The main contribution can be summarized as follows.

  • We analyze several cost-sensitive variants of existing penalties. In particular, the cost-sensitive modification of non-convex penalty MCP has not been considered in the literature and thus can be treated as a novel method.

  • We propose a novel experimental framework based on so-called proxy features allowing to generate artificial costs for datasets for which the cost information is not available.

  • We introduce a novel evaluation measure CSFDR (cost-sensitive false discovery rate), which allows to control the costs spent on irrelevant features.

  • We performed extensive experiments on a large medical database MIMIC for which the costs are assigned by experts as well as on other real and artificial datasets.

The paper is structured as follows.

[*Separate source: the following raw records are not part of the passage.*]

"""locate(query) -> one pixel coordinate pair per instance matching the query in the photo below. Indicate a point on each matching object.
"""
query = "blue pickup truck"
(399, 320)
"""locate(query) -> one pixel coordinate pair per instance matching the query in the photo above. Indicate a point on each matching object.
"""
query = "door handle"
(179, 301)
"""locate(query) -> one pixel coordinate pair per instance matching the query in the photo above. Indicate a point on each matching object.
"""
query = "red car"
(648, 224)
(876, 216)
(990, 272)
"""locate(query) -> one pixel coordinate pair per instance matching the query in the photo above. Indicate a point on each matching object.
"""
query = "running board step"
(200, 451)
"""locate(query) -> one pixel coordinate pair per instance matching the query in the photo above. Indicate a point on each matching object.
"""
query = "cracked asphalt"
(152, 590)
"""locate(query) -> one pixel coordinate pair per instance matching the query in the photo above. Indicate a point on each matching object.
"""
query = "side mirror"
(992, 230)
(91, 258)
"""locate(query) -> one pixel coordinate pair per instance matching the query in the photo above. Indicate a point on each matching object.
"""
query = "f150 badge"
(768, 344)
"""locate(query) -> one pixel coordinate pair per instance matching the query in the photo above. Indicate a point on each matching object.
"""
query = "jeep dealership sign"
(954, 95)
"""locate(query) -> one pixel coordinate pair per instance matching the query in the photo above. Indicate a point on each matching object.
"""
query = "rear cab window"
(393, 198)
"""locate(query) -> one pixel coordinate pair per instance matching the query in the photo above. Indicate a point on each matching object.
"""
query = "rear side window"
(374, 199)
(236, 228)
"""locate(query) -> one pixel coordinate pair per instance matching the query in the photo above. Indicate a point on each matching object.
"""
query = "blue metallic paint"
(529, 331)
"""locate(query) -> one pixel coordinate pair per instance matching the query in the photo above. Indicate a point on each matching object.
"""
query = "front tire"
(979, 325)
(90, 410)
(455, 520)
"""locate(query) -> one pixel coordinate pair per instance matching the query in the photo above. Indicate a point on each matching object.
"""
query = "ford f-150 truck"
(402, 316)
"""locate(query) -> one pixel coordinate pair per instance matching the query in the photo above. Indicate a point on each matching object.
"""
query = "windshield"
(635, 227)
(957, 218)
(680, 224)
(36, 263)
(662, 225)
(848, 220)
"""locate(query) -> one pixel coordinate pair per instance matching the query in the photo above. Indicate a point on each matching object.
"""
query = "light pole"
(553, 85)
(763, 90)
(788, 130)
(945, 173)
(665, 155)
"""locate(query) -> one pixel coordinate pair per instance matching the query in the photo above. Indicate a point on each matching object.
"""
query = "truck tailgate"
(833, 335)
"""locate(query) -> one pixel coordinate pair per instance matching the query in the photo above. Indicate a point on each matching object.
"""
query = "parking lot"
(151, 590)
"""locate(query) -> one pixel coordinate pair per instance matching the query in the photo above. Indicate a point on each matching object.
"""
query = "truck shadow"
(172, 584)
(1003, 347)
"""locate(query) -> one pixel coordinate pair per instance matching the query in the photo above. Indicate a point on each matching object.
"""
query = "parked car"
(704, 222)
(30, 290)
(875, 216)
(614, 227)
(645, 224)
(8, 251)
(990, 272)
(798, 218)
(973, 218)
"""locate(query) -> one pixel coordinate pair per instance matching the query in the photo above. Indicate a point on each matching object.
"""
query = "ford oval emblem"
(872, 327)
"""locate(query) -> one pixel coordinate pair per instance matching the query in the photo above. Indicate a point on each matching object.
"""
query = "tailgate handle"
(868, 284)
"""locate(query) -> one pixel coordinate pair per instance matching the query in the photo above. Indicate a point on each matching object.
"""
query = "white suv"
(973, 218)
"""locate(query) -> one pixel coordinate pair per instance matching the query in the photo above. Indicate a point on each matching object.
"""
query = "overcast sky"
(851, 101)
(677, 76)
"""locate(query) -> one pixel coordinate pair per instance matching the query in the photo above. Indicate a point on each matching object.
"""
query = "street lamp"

In Section 2 we discuss the existing related work, in Section 3 we describe the penalized empirical risk minimization methods. Section 4 contains the results of the experiments and Section 5 concludes the work.

2 Related work

The cost-sensitive feature selection methods have attracted some attention in the machine learning literature. The task is challenging as it is necessary to find a trade-off between the feature relevance and its cost. There are modifications of information theoretic-based filters that take into account cost information [13, 14], classical model-based information criteria such as AIC [15] , classification trees [16] and Random Forest [17].

Nowadays, the penalized ERM methods, combined with various penalties such as lasso [18], elastic net [1] or non-convex penalties (MCP, SCAD) [19] play a leading role among feature selection methods. They are considered as the gold standard in a great number of medical applications, especially in tasks where both prediction and feature selection are of our main interest. There are many advantages of penalized methods. First, they can successfully work for high-dimensional data sets as opposed to classical feature selection methods based on information criteria (e.g., AIC or BIC) which may fail when the number of variables is large when related to the number of observations. Secondly, they can be combined with various empirical risk functions corresponding to different loss functions, e.g., logistic loss, squared loss or hinge loss. Therefore, they can be used in different supervised tasks (e.g., regression, binary classification, multi-class classification, survival analysis). Finally, they belong to the class of embedded feature selection methods, which means that feature selection and parameter estimation are performed simultaneously. The last property is a great advantage when one aims to focus on the classification model and avoid using external feature selection procedures, such as filters. Penalized ERM methods have been successfully used in many medical applications (it is impossible to review all of them). The most important examples include predicting SARS-CoV-2 pneumonia [20], breast cancer [21], real-time forecasting of endemic infectious diseases [22], prediction of cardiovascular diseases [23], identification of ischemic stroke [24], prediction of future visual field progression in glaucoma disease [25], among many others. Moreover, several studies concerning elastic net and non-convex penalties have also focused on disease detection and survival prediction. For example, we mention breast cancer survival prediction [26] or penile cancer detection [27].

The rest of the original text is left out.